今回は18歳を迎えて成人になる生徒さんにとって大切な、「契約」と「相続」の2つのテーマで講義を行いました。
契約について
私たちの日々の生活は、無数の「契約」によって成り立っています。
意識することはないかもしれませんが、例えば私たちが日常的に行っている買い物も、お店との間で「契約」を行っていることになります。
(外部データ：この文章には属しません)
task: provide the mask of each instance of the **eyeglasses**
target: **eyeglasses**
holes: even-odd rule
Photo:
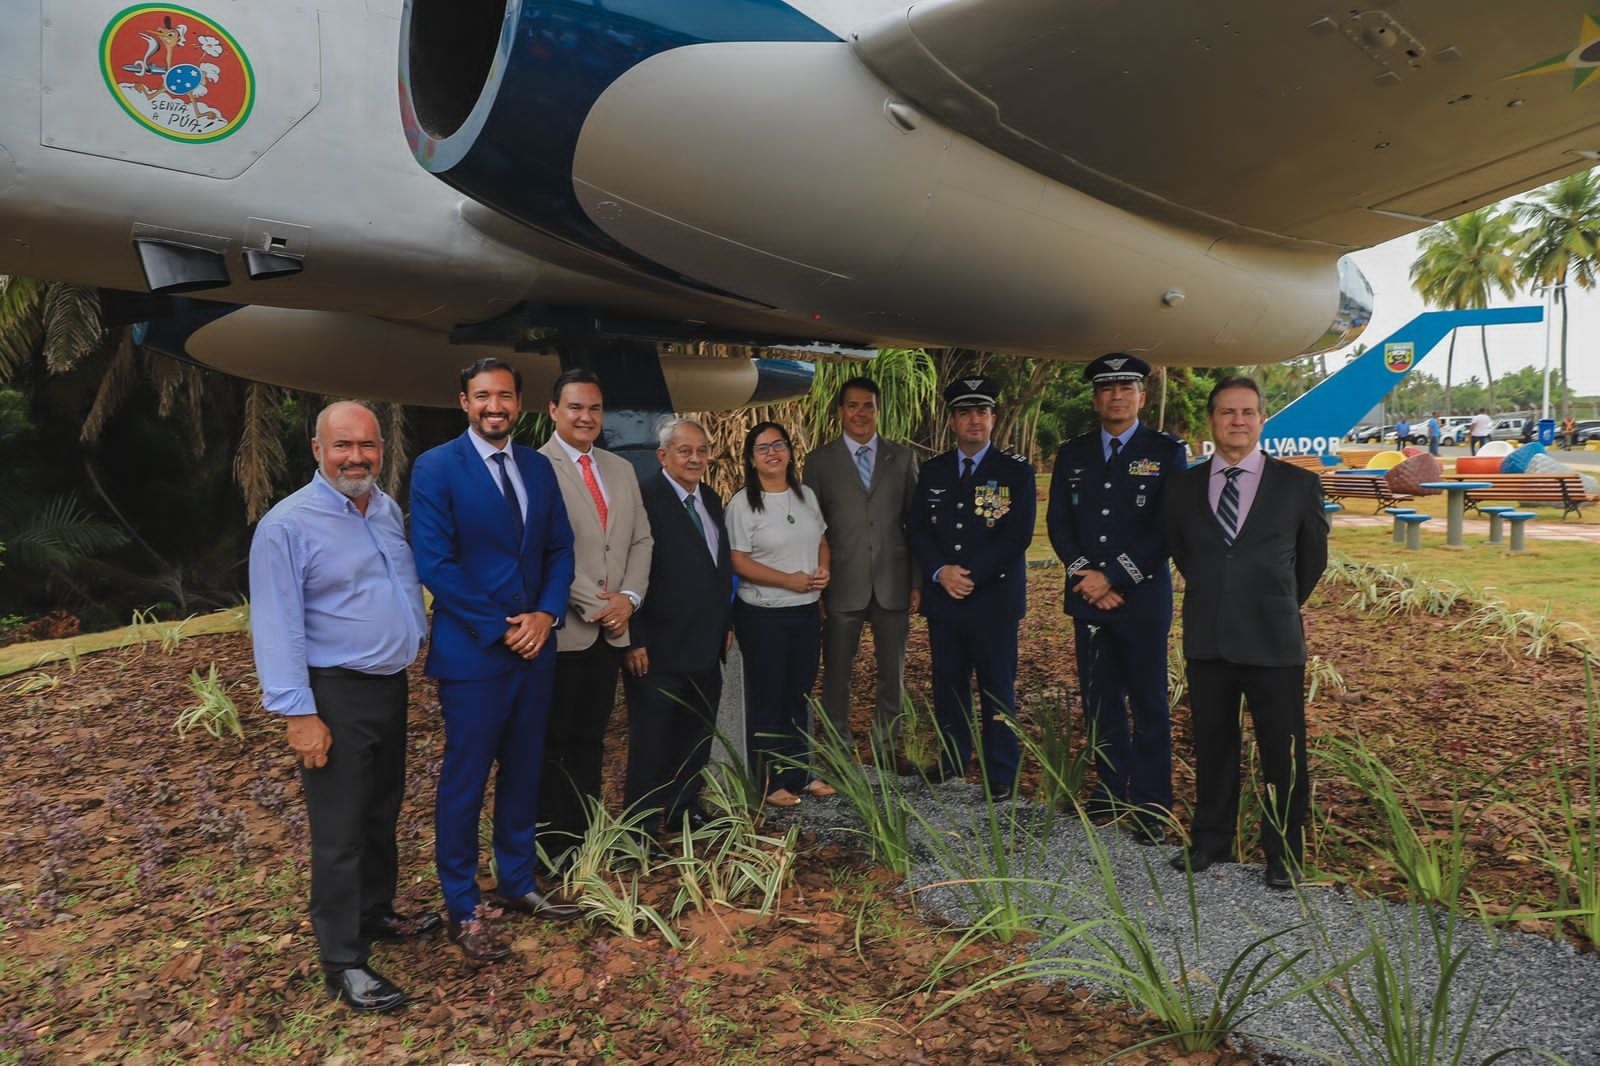
[[[757,444],[750,450],[757,455],[780,455],[789,450],[789,442],[782,440],[769,441],[766,444]]]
日用品の買い物程度であれば、小さな契約と呼べるかもしれません。
しかし、受講者の皆さんが卒業後社会に出れば、生活に大きな影響を与える、大きな契約をすることもあるでしょう。
例えば、アパートやマンションを借りることや、車のような高額な商品の取引をすることなどです。
未成年者のうちは、契約をひとりでに結ぶことができないよう法律上制限があります。
未成年者が、高額な商品を誤って購入したとしましょう。
この場合に親権者などの同意がなければ、その契約を取り消すことができるのです。
しかし、18歳以上の成人になると、一度結んだ契約は簡単には取り消すことができなくなります。
迂闊な契約が大きなトラブルに発展しかねません。
このように、未成年者と成人では大きな違いがあります。
トラブルを未然に回避する力や、万が一トラブルに遭ってしまっても解決できるようになるための第一歩として、「契約」についての基本的な知識を解説しました。
相続について
「契約」と同じく、日常的に「相続」を意識する人は少ないでしょう。
そもそも、ドラマの中で見たことがある、という程度の方もいらっしゃったかもしれません。
しかし、突然起きてしまうことなので、当事者になった時に困らないようお話しをしました。
「相続」においても未成年者と成人では大きな違いがあります。
身近な人が亡くなるとたくさんの手続きをしなければなりません。
代表的なものとして、残された相続人が、亡くなった方の財産を分配する「遺産分割協議」があります。
未成年者の場合、自分ひとりで遺産分割協議に参加することはできません。
法定代理人、あるいは特別代理人が必要になります。
一方、成人になると相続人の一人として、遺産分割協議に参加することができるようになります。
他に、相続人の範囲や法定相続分、相続放棄などの「相続」についての基本的な知識をお話ししました。
講座を終えて
今回は「契約」と「相続」についての基本的な事項を講座で紹介しました。
どちらも18歳から成人として扱われる生徒さんにとって大切な内容であり、自分の身を守り、トラブルを避けるためにぜひ覚えておいていただきたい知識です。
トラブルは未然に防げるのが一番ですが、どんなに気をつけていても、自分ではどうしようもない事情で巻き込まれることが無いとは言い切れません。
法律について基本的なことを知っておくことで、万が一のトラブルにも落ち着いて対応することができます。
また、弁護士や司法書士といった専門家に相談する、という手段があることを覚えておくことにより、トラブルの早期解決につなげることも可能です。
今回のような取組を通じて、これから社会に出る生徒さんたちが一人でも多く自分の身を守れるようになれたらと思い、これからも活動を続けていきます。